I was a bit taken aback when a black maid entered from the kitchen to serve us our breakfast.
“Gina, we
ARE in Africa,” Gene reminded me, once we were again alone at the table.
“I know, but…” was all I could say. It just seemed a bit too old school for today’s World. I would later come to learn that it is still quite common in South Africa for black women to serve as maids inside the home. While I was aware that the majority of the South African population is unsurprisingly black, this still somehow managed to come as a shock to me.
We spent the majority of our morning at the salon - Gene getting rid of his disheveled rocker hair and I making a transformation into Raggedy Ann. Feeling like we once again blended in with the general populace, we headed back to the hotel for the brutally honest opinions of gay men. After a couple of turns and flips of the hair, I was assured that I looked absolutely fab.

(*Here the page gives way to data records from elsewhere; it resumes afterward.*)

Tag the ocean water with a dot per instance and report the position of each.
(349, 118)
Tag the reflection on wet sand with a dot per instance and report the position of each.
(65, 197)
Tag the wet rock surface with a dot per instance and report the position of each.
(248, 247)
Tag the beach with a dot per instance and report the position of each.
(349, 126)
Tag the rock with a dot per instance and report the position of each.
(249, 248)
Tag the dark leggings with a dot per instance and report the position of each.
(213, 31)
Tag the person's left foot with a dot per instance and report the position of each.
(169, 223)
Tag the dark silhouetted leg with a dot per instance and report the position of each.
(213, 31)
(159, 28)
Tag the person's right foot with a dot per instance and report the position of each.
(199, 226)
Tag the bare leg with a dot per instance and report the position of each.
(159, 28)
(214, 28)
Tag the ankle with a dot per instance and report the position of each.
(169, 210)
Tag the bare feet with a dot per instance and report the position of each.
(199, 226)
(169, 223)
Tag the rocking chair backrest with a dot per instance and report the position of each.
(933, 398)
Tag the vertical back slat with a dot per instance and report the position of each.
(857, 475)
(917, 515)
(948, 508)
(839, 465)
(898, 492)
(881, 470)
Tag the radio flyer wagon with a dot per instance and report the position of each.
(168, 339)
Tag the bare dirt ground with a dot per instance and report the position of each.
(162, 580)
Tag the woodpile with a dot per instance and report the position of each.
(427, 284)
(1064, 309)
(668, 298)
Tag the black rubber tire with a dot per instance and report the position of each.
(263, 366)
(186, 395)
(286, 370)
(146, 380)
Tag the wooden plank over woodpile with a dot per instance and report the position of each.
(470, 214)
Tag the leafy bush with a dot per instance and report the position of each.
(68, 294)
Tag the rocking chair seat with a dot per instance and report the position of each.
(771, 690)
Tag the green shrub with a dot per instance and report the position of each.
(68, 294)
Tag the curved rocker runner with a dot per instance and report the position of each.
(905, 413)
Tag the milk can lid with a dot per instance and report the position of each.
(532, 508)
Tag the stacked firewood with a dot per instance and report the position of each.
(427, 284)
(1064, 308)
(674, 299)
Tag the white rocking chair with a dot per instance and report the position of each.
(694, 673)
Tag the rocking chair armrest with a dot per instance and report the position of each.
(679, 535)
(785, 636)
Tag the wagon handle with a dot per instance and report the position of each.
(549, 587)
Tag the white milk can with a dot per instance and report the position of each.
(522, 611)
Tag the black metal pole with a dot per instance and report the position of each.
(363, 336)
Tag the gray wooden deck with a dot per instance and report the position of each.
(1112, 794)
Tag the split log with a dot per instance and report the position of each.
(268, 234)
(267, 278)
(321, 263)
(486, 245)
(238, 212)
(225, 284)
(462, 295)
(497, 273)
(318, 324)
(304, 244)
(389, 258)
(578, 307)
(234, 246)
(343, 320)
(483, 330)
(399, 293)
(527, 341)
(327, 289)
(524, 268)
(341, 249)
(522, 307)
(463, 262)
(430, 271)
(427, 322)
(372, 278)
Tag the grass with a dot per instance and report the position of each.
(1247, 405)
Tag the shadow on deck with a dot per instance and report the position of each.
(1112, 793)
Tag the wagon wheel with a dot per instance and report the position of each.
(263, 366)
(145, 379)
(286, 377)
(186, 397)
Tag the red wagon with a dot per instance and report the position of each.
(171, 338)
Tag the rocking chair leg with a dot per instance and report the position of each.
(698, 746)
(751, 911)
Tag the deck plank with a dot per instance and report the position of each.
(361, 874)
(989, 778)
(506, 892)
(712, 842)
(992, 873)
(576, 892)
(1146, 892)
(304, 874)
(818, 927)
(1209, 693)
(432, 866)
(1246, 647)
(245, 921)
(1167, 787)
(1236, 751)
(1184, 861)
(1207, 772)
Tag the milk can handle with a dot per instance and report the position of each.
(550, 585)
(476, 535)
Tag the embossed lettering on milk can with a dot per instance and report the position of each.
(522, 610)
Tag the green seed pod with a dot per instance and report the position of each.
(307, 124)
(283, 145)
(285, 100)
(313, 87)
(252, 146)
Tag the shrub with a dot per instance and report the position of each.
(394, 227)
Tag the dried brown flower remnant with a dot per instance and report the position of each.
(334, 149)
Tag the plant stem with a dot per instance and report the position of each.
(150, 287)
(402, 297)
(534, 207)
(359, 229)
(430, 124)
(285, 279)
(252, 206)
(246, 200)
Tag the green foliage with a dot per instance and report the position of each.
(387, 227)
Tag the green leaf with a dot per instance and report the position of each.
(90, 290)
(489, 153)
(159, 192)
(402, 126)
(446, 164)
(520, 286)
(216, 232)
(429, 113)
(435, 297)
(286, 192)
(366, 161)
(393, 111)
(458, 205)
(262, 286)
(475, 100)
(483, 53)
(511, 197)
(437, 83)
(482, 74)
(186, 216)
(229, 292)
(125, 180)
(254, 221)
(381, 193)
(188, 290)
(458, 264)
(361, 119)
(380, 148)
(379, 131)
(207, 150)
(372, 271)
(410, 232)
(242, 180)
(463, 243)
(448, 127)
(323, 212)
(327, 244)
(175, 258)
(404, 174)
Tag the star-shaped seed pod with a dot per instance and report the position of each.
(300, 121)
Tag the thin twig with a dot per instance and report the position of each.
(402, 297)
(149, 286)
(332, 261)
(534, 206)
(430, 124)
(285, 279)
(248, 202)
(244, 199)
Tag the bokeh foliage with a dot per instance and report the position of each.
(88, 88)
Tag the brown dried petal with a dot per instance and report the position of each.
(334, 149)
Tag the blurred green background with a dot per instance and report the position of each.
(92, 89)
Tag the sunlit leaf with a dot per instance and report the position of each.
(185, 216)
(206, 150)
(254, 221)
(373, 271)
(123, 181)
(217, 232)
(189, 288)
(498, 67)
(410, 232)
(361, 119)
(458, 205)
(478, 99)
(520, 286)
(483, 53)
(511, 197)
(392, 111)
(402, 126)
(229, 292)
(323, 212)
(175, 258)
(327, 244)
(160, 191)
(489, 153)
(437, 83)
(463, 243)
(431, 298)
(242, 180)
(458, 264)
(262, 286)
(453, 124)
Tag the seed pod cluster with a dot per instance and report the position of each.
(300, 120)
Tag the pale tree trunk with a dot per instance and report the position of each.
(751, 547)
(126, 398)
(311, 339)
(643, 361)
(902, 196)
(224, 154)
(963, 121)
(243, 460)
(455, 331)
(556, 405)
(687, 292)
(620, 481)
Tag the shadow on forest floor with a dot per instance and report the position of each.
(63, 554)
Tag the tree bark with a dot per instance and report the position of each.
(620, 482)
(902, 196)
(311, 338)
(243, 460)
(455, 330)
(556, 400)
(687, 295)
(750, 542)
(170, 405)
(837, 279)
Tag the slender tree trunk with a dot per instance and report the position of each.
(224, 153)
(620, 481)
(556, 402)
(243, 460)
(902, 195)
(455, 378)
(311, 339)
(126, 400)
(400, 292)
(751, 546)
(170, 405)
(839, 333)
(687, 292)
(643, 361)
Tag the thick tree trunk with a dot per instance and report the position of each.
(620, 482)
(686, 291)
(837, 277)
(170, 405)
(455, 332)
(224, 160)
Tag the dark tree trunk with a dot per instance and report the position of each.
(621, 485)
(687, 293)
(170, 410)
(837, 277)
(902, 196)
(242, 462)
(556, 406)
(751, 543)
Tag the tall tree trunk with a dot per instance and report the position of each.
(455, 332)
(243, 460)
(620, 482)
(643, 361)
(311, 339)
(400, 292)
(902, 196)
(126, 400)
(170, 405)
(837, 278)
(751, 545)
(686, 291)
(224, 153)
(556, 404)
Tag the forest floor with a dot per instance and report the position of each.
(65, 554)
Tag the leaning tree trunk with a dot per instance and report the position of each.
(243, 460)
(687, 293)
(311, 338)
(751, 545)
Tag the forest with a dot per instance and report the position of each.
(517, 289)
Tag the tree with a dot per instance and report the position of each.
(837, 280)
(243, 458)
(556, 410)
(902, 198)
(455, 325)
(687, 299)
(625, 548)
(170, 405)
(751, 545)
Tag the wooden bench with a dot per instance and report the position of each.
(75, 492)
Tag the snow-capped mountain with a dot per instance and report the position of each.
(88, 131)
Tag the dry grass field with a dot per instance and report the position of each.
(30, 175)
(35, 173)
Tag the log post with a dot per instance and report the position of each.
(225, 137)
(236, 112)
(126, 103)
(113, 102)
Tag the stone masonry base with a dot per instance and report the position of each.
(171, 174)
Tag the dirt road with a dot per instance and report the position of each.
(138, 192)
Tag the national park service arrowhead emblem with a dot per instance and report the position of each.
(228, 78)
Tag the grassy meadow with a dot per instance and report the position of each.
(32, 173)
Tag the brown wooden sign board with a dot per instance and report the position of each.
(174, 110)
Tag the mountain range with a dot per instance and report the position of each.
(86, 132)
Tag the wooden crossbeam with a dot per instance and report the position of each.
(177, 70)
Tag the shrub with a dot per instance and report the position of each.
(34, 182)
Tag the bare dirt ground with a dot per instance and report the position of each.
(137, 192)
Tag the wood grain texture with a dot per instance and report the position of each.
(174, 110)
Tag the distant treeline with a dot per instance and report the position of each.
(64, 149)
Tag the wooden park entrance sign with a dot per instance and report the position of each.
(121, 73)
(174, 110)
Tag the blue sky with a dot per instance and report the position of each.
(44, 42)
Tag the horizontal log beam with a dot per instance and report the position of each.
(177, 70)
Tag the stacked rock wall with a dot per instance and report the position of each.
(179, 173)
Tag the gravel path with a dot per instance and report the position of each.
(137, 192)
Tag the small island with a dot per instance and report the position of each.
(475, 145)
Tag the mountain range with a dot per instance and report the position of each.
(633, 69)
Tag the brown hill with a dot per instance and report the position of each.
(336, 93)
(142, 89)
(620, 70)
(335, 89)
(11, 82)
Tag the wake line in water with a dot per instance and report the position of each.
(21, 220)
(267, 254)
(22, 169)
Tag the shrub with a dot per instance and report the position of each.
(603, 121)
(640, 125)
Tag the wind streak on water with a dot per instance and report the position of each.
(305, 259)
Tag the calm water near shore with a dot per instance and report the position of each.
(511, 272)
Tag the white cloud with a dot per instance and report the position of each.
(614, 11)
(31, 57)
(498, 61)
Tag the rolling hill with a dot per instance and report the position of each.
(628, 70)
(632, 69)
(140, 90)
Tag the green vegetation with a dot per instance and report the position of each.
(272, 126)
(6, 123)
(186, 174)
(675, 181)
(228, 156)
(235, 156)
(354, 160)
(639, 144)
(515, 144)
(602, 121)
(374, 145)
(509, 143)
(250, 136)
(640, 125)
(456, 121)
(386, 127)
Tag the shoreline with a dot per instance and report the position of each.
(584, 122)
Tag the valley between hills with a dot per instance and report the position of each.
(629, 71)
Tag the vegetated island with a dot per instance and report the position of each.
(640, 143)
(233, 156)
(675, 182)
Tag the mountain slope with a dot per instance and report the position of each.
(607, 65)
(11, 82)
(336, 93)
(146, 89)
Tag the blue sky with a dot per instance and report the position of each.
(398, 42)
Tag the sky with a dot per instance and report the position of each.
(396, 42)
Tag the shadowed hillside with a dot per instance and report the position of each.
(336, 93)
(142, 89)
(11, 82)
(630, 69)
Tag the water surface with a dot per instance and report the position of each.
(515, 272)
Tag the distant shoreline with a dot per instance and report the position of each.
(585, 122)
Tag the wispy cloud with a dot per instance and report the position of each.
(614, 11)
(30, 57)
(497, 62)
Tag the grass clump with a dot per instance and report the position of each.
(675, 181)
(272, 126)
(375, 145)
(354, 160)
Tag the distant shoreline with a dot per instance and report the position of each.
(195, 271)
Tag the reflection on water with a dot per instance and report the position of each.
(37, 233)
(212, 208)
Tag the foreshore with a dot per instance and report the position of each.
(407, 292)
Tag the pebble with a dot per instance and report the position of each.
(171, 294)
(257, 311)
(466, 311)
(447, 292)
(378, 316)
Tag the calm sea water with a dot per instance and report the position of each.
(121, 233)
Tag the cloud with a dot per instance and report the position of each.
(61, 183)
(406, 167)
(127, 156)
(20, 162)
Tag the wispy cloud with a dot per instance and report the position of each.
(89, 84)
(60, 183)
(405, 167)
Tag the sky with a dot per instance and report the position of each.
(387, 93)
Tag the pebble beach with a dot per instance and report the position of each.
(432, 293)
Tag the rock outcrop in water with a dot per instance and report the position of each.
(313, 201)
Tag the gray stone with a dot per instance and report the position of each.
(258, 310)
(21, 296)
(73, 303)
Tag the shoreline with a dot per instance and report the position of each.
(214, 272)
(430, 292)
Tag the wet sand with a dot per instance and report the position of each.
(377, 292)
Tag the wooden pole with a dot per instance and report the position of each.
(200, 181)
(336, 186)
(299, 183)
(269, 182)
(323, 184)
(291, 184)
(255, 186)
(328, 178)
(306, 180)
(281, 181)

We spent the remainder of the day driving the coast and stopping to visit the Cape of Good Hope, the southernmost tip
of Africa, and Cape Point. Gene and I carefully observed the bolded warnings inside our brochure and the innumerous signs posted throughout the area, cautioning tourists of the dangerous propensities of wild baboons. However, it came as no surprise as one stupid Japanese tourist chased a fleeing female baboon and her clinging baby throughout the parking lot, carrying a toddler on his hip. As Gene pointed out yet another example of Social Darwinism (Survival of the Fittest), I imagined the stories that would be generated by the media - “Defenseless Man and Child Shockingly Maimed by Vicious Baboons at Cape of Good Hope.” In my opinion, some people just ask for it.
After stopping at Palona for a jam-jar girly cocktail, Gene and I headed toward our hotel for dinner. I grew a tad uneasy when we parked down the block from the restaurant (recommended by Lonely Planet) and were greeted by a city worker who requested a tip to watch over our car. Afraid that denying the man a tip would result in a phone call to his neighboring car thieves, we reluctantly accepted and continued into the restaurant.
Having arrived a few minutes early, Gene and
I took a seat up at the bar next to two young girls who introduced themselves as fellow Americans. However, their visit to South Africa suited a different purpose - both women had left their jobs at home to devote three months of their lives to better causes. One woman was a volunteer teacher at an underprivileged school while the other aided in opening South Africa’s first HIV clinic for women and children.
Having previously felt like our own travels were quite the accomplishment, Gene and I pondered just how self-rewarding such an experience would be.